ベトナムが南シナ海に移動式ロケット発射台配備、「正当な権利である」
8月10日、ベトナムが、領有権問題が生じている南シナ海の複数の島でひそかに武装化を進めている。複数の西側当局者によると、同海域で中国が設置した滑走路や軍関係施設・設備を攻撃できる移動式のロケット発射台を新たに配備したという。写真は中国の国旗。北京で昨年10月撮影(2016年 ロイター/Kim Kyung Hoon)
ベトナムが、領有権問題が生じている南シナ海の複数の島でひそかに武装化を進めている。複数の西側当局者によると、同海域で中国が設置した滑走路や軍関係施設・設備を攻撃できる移動式のロケット弾発射台を新たに配備したという。実効支配を進める中国との緊張が高まる可能性がある。
複数の外交筋や軍当局者が、情報機関が入手した情報として明らかにしたところによると、ベトナムはここ数カ月間に、ロケット弾発射台を南シナ海の南沙諸島(スプラトリー諸島)の5拠点に送った。発射台は空からは見えないようになっており、ミサイルはまだ設置されていないが、2─3日で態勢を整えることが可能という。

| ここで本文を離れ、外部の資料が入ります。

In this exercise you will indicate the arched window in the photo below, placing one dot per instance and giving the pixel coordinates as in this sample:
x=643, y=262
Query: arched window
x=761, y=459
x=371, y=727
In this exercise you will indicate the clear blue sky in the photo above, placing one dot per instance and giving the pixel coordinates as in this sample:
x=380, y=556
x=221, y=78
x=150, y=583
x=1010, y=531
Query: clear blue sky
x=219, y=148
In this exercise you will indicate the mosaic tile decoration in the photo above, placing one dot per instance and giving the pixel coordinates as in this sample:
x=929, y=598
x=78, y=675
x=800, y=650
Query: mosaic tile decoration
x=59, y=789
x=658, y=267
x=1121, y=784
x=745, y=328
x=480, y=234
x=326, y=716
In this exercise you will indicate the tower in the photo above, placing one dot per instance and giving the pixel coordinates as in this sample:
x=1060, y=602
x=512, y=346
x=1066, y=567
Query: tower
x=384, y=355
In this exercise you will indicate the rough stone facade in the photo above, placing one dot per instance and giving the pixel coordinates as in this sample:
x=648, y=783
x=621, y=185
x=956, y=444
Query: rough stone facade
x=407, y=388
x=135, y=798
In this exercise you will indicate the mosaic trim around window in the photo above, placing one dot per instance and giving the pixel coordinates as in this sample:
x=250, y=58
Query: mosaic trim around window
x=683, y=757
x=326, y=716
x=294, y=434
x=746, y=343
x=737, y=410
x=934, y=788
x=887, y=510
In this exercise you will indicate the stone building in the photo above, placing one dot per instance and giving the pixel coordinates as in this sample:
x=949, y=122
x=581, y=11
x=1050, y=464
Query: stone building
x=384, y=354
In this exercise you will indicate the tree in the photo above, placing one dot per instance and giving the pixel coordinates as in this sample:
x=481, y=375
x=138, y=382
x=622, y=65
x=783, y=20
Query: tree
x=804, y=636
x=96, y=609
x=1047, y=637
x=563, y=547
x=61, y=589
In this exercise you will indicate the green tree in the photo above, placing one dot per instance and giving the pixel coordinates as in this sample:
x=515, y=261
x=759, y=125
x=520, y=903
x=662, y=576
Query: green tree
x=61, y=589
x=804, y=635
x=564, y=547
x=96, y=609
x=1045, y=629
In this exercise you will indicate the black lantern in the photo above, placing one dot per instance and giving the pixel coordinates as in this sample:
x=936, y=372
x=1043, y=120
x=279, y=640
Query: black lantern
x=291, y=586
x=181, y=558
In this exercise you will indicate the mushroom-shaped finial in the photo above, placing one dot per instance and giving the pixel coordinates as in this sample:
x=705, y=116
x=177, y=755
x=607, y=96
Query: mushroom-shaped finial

ベトナム外務省は、詳細には踏み込まず、情報は「不正確」と述べた。
6月、ベトナム国防省のNguyen Chi Vinh次官はロイターに対し、スプラトリー諸島に発射台や武器を配備してはいないが、そのような措置を講じる権利はある、と語っていた。
同次官は「われわれの主権の及ぶ領域内で、いつどこにでもいかなる武器を動かそうとも、それは自衛のためのわれわれの正当な権利である」と話した。
ベトナムのロケット発射台配備は、スプラトリー諸島で中国が造成する7つの人工島の設備増強に対抗することが狙い。ベトナム軍の戦略担当は、中国による滑走路建設やレーダー設置などにより、ベトナム南部および島の防衛が脆弱になることを懸念している。
軍事アナリストは、今回のベトナムの動きがここ何十年もの間で、南シナ海における最も大きな防衛行動と指摘している。
フィリピンがオランダ・ハーグの常設仲裁裁判所に提訴した裁判で、中国の主張を否定する裁定が下され、緊張の高まりが予想されるなか、ベトナムはロケット弾発射台の配備を必要としていたと、外交筋は語る。